STEP 1: Indicator standardization

The primary care, mental health care, dental health care, and health uninsurance gap indicators are converted into Z scores after adjusting for outliers using top and bottom coding, following the SRD Index methodology.

STEP 2: Reversing the Z-Scores

The Z-scores for the primary care, mental health care, dental health care indicators are reversed so that a higher Z-scores of the reversed values contribute to higher values or scores of the SRD index.

The Z-scores for the health uninsurance gap were not reversed. A higher Z-score of health uninsurance gap contributes to a higher value or score of the SRD index.

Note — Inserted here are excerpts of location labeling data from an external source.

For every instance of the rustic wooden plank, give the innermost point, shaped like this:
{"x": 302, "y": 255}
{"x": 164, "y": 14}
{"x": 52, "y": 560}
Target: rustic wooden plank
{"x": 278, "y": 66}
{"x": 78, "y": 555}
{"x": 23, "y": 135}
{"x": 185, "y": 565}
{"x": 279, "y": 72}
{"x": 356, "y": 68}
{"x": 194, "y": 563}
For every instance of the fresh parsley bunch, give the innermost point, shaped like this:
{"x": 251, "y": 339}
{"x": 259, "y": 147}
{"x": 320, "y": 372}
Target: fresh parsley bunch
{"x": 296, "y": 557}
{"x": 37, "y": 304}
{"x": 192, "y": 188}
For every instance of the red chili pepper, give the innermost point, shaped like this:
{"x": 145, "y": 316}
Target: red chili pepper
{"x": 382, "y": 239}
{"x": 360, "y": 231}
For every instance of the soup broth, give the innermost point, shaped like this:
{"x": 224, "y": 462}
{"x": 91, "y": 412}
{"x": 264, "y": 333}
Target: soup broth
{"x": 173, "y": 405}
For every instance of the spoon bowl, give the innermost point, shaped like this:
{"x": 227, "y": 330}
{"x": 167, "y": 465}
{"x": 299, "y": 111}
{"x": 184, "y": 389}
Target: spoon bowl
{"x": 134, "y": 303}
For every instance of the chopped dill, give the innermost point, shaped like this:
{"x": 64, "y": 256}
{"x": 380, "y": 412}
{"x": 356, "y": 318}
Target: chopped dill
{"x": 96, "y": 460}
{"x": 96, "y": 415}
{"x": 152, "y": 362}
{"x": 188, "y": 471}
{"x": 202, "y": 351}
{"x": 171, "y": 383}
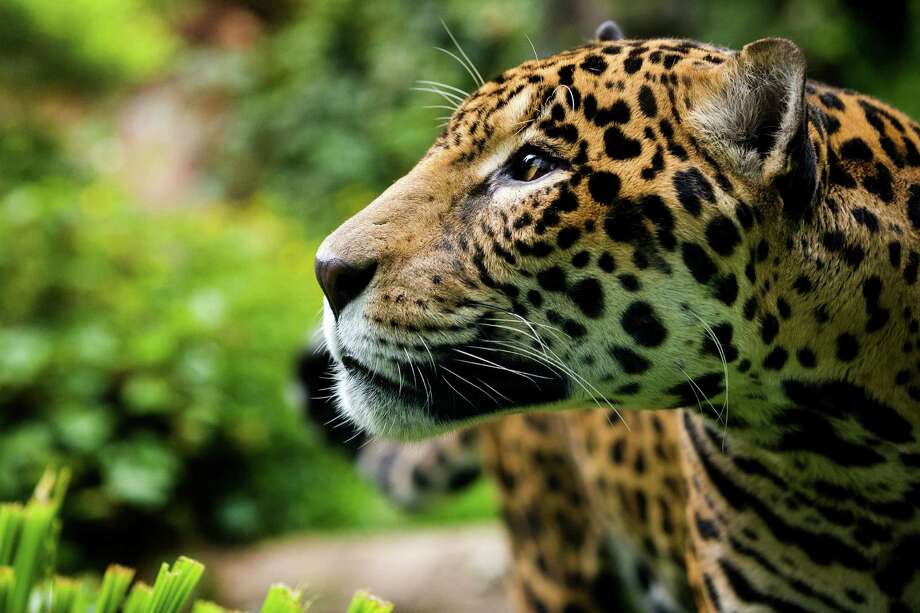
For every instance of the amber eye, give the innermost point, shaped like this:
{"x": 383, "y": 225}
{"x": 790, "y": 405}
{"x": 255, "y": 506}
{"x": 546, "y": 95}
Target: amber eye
{"x": 529, "y": 164}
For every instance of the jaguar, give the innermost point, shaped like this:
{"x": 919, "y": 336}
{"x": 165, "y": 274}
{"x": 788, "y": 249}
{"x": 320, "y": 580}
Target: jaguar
{"x": 673, "y": 286}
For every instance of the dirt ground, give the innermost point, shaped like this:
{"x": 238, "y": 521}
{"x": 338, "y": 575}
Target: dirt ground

STEP 3: Dimension score calculation

The Healthcare Resources Z score is calculated by taking the average of the four indicator Z scores:

Healthcare Resources Z score = (Z8 + Z9 + Z10 + Z11) / 4

where Z8 represents primary care, Z9 represents mental health care, Z10 represents dental health care, and Z11 represents health uninsurance gap

STEP 4: Ranking

The Healthcare Resources Z score are then converted into rank scores, where a higher score indicates a greater impact of racism and discrimination within this dimension.

References

  1. Egede, L. E., Walker, R. J., & Williams, J. S. (2024). Addressing structural inequalities, structural racism, and social determinants of health: a vision for the future. Journal of General Internal Medicine39(3), 487-491.
  2. Ahmed, A. T., Mohammed, S. A., & Williams, D. R. (2007). Racial discrimination & health: Pathways & evidence. Indian Journal of Medical Research126(4), 318-327.
  3. Yearby, R. (2018). Racial disparities in health status and access to healthcare: the continuation of inequality in the United States due to structural racism. American Journal of Economics and Sociology77(3-4), 1113-1152.
  4. Churchwell, K., Elkind, M. S., Benjamin, R. M., Carson, A. P., Chang, E. K., Lawrence, W., … & American Heart Association. (2020). Call to action: structural racism as a fundamental driver of health disparities: a presidential advisory from the American Heart Association. Circulation142(24), e454-e468.
  5. Price, J. H., Khubchandani, J., McKinney, M., & Braun, R. (2013). Racial/ethnic disparities in chronic diseases of youths and access to health care in the United States. BioMed research international2013(1), 787616.
  6. National Research Council, Board on Children, Youth, & Committee on Oral Health Access to Services. (2012). Improving access to oral health care for vulnerable and underserved populations. National Academies Press.
  7. Yamada, T., Chen, C. C., Murata, C., Hirai, H., Ojima, T., Kondo, K., & Harris III, J. R. (2015). Access disparity and health inequality of the elderly: unmet needs and delayed healthcare. International journal of environmental research and public health12(2), 1745-1772.
  8. Romanelli, M., & Hudson, K. D. (2017). Individual and systemic barriers to health care: Perspectives of lesbian, gay, bisexual, and transgender adults. American journal of orthopsychiatry87(6), 714.